Она ощутимо горбилась, волосы неопрятными космами свисали на грудь.
— Все остальные тоже, — сказала Лена после нескольких минут молчания.
— Тоже — что?
— Тоже пытаются выбраться из дома. Дети. Все, кто может ходить. Мамаши в панике.
— А что младенец?
Ленка изменилась в лице.
— Всё так же.
— Послушай, Ленк, — Игорь глубоко вздохнул. — Мы должны попробовать выпустить его. Только не кричи. Выпустить и посмотреть, что он будет делать. Куда пойдёт.
Конечно же, она ответила «через мой труп — может быть» — что ещё могла сказать мать?
Вдохновлённый одним, пусть и сумеречным успехом, Игорь терпеливо продолжил, держа между ладонями её руку и трогая пальцами костяшки.
— Каждый час, который мы все втроём проводим здесь взаперти, только усугубляет ситуацию. Ничего не меняется. Вот представь, допустим, ты тонешь на пляже где-нибудь в Греции. С каждой секундой всё хуже, ты захлёбываешься, а на помощь позвать боишься, потому что ты здесь без визы и вообще международный преступник. Что будет, если тебя спасут?
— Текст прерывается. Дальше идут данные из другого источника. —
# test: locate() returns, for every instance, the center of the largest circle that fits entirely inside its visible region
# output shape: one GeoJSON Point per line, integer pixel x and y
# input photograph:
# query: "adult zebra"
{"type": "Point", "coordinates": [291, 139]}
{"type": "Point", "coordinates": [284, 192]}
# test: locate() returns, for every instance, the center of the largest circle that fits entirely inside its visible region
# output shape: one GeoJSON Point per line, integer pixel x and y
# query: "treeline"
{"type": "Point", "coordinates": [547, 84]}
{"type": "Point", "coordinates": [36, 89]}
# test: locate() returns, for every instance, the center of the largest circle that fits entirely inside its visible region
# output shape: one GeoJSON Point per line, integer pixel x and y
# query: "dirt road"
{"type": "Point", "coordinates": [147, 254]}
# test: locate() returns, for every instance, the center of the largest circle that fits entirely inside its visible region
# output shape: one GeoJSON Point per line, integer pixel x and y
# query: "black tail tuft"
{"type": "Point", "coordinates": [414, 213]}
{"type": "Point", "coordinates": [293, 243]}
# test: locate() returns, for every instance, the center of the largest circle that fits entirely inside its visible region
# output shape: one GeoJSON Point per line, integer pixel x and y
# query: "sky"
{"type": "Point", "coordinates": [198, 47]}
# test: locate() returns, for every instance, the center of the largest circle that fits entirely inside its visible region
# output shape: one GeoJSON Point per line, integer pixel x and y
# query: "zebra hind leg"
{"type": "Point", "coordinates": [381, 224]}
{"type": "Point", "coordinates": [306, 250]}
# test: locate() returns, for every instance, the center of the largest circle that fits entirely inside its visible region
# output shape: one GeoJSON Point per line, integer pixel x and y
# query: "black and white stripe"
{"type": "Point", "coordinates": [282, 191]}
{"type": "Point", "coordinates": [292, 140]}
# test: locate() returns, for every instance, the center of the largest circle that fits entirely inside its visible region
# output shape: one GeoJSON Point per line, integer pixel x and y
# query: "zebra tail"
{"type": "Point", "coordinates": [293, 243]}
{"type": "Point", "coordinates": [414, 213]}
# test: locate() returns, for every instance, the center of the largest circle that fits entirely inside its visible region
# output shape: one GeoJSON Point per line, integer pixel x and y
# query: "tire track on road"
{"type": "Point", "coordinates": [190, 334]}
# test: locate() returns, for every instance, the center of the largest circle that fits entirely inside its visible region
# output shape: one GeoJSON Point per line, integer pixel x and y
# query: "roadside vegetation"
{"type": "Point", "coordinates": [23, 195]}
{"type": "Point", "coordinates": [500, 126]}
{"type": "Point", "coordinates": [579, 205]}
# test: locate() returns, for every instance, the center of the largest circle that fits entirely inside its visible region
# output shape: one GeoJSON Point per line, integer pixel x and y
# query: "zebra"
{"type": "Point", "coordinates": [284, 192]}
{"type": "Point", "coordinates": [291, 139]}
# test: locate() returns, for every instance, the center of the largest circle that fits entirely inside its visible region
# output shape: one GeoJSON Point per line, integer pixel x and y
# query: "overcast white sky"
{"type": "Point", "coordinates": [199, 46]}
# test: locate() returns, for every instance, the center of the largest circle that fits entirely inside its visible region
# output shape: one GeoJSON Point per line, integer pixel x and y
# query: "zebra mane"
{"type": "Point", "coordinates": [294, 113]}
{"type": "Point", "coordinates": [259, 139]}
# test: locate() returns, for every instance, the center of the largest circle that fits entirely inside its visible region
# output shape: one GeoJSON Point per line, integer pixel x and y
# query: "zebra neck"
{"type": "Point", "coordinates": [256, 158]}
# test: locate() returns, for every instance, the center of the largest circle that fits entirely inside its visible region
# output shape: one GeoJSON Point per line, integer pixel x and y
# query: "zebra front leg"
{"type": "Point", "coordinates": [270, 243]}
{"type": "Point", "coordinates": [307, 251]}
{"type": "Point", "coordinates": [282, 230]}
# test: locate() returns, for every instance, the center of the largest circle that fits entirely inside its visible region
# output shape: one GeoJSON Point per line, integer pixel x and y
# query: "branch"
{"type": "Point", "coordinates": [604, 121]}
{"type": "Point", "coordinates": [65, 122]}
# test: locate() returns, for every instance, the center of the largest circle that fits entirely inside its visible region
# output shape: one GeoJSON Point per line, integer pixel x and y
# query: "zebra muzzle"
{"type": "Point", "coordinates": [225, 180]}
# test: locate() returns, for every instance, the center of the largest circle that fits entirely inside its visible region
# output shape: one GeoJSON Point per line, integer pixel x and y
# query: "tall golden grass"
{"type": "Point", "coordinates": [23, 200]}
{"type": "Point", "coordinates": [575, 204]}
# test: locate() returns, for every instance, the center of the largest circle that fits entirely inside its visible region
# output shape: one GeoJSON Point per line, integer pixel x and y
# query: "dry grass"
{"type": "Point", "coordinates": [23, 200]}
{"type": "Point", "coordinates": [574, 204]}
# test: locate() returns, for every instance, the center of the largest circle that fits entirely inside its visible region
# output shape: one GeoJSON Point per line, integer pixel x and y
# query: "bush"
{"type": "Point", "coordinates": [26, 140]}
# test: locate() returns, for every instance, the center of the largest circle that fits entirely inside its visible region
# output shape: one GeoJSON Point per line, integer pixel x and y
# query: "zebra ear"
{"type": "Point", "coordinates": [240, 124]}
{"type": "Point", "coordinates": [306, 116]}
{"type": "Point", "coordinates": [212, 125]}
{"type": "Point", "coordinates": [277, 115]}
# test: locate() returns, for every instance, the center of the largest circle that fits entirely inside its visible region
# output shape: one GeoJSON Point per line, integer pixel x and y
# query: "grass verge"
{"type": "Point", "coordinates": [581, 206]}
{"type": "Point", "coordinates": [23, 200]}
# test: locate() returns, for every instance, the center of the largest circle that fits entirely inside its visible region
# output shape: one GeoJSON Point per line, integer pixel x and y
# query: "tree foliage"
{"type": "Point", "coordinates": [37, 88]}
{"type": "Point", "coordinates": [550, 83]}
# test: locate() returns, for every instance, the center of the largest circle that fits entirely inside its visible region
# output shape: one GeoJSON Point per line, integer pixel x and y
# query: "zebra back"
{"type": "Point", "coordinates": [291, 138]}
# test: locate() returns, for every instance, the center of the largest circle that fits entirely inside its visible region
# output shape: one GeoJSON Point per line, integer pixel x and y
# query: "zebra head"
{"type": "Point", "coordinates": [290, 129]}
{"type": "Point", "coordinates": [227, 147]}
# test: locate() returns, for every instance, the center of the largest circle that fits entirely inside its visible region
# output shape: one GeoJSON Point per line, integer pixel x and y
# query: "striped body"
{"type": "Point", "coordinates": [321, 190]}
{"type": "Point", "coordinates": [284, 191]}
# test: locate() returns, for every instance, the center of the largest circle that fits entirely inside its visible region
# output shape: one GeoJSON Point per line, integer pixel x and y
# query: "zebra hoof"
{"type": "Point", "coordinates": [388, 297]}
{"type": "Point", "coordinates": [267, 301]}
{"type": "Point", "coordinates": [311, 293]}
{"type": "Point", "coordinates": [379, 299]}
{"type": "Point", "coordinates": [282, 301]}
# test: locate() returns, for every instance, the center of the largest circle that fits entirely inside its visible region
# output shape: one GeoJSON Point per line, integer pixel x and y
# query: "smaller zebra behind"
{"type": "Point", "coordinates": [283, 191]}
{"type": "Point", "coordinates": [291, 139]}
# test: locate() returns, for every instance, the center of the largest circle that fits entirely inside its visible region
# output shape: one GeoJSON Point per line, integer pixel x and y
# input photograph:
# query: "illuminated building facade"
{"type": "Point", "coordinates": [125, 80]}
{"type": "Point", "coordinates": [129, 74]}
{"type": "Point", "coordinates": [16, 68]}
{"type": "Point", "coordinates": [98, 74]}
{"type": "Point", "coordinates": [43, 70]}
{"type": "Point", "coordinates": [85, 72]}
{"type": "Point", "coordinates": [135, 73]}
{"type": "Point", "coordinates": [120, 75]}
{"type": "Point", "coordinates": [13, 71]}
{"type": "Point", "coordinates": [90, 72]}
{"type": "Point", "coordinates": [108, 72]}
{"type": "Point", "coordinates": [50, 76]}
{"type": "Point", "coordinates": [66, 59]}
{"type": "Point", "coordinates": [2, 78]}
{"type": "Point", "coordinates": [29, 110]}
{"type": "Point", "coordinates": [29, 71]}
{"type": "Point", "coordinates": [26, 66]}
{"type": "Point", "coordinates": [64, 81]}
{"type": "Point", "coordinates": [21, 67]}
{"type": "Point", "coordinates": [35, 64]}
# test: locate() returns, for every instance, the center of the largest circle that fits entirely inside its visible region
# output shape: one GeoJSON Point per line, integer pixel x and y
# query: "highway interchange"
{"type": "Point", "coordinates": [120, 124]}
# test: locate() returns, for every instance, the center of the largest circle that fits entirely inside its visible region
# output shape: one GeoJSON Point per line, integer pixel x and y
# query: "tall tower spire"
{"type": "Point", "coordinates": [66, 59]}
Вдруг тебя кто-нибудь узнает?
— Где ты нарыл этот свой талант красноречия? — холодно спросила жена. — У тебя же его отродясь не было. Звучит неуклюже.
Игорь улыбнулся половинкой рта.
— Это я сам пытаюсь вроде как позвать на помощь. Видишь, не успел я рта открыть, а ты уже обвинила меня в неуклюжести.
Лена вздохнула.
— И куда, как ты думаешь, он пойдёт?
В голове Игоря раскручивались какие-то шестерёнки.
— Может, не дальше подъезда. Может, ему приспичило… ну я не знаю… оторвать хвост коту, что завёлся этажом ниже.
— Почему ты не хочешь просто подождать? Ведь ничего же страшного не происходит. Пока не происходит.
Лена произнесла это с видимым усилием — Игорь понимал почему. Кирилл чертовски пугал их обоих. Материнский инстинкт — сильнейшая вещь на свете, любой страх будет втоптан им в грязь без малейших колебаний. Но и у страха есть дуля в кармане. Он может расти. И он будет расти, пока не перессорит их с женой в пух и прах, пока не выдавит их из дома, разбитых, раздавленных, сорвавших ногти и голос в нескончаемых склоках.
— Пассивное ожидание никогда не приводило ни к чему хорошему. Послушай, — Игорь набрал полную грудь воздуха, — ты же у меня умница. Ты прекрасно всё понимаешь. У меня лично руки чешутся, чтобы что-то делать, и если это будет просто поход в магазин за яйцами, я сойду с ума.
В её глазах зажёгся лихорадочный огонёк надежды.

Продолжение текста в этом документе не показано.